The real issue with some of the actors chosen is less with their song-and-dance strength, but that their acting strength doesn’t quite cut the mustard. Branagh’s delivery and comic timing is spot on, and McElhone is a worthy adversary cum love interest for him; but Nivola and Silverstone are a little too out-of-their-depth to bring much more than blandness to their key roles. Amongst the supporting roles, Nathan Lane stands out in making Costard actually quite funny, but Lillard mistakes gurning for wit. Mortimer and Ejogo are engaging but have precious little screentime.

The film is shot with Branagh’s usual ambition on a set that has a deliberate air of artificiality about it, evoking the classic 1930s studio musical. All exteriors deliberately feel like interiors, and there are homages aplenty, from Singin’ in the Rain to Ethel Merman. Each musical number has its own unique feel and the majority are shot with Branagh’s usual love of long-take. Some of the numbers stick in the head longer than others – but that’s just the nature of musicals. Particularly good are I Won’t Dance, I Get a Kick Out of You, I’ve Got a Crush on You, Cheek to Cheek and a steamy tango to Let’s Face the Music and Dance.

LLL doesn’t want to do anything more than entertain – and sometimes it probably tries a little too hard to be light and frothy, as if Branagh was consciously kicking back after the mammoth undertaking of his uncut Hamlet. Perhaps that is why LLL appealed to him – Shakespeare comedies don’t get less treasured or more inconsequential than this, so he had total creative freedom to do what he liked, in a way that a Twelfth Night or a Much Ado About Nothing wouldn’t allow him. It’s the sort of film you need to plug into the mindset of – and some aren’t going to be able to do that. It’s not a perfect film, but the lightness Branagh handles things with pretty much carries it through.

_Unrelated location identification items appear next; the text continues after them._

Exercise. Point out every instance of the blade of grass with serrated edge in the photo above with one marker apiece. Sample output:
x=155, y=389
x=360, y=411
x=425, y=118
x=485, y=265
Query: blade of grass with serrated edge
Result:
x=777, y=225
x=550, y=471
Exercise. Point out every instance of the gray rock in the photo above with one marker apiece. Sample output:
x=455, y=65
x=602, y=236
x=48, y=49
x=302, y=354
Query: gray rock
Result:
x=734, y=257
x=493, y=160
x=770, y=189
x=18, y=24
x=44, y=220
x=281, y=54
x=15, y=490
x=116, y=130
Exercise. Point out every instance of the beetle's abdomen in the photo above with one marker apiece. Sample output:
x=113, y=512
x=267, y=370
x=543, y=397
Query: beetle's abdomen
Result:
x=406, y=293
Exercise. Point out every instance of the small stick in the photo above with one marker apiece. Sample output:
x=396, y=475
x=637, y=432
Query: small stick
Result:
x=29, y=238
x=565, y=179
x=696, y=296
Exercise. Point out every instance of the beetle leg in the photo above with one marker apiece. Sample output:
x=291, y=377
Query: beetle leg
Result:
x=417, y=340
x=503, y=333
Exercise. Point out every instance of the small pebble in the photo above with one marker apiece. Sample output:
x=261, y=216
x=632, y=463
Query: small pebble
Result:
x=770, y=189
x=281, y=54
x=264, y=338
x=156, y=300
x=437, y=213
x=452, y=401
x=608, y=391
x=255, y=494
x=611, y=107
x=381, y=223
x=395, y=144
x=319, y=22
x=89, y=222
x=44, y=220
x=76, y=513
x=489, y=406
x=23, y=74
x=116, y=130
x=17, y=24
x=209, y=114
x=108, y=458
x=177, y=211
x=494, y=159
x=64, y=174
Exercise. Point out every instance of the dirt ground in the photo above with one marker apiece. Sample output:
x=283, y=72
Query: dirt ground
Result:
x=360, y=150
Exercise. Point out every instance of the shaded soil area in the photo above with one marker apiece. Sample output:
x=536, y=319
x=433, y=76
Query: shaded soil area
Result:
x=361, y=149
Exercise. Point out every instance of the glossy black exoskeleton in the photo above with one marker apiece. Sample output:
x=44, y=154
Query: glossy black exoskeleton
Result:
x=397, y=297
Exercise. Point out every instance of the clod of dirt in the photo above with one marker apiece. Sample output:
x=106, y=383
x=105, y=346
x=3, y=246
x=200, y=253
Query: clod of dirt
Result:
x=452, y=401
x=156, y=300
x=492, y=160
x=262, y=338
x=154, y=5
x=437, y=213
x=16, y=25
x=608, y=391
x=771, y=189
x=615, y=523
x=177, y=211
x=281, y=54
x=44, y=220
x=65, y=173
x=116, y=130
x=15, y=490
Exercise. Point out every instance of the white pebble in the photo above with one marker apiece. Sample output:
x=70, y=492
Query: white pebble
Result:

Perhaps that lightness however is slightly the problem: in Branagh’s previous films he found a perfect mixture between influential reimaginings (Henry V), wonderful crowd-pleasers (Much Ado) and reverential labours of love (Hamlet). People probably expected something else from him than a high-budget, lightly amateur musical with precious little Shakespeare in it. I think this partly explains the hesitant response this has received from the public and critics since: it’s just such an unlikely ideal that people didn’t seem to know how to respond to it.

Of course, as anyone who has sat through an average production of the play can tell them, they weren’t missing much from what has been cut – and this is still an infectiously funny, frothy concoction. It may have a slightly mixed acting bag – some of the leads are underpowered, while some strong actors like Timothy Spall are underused – but the actors do seem to be enjoying themselves, and this enjoyment basically communicates to the audience. It’s not a concept that could have worked with a long running time, but it sure works for the short term. It’s an odd concept – and it was a huge box office bomb – but it’s one that works.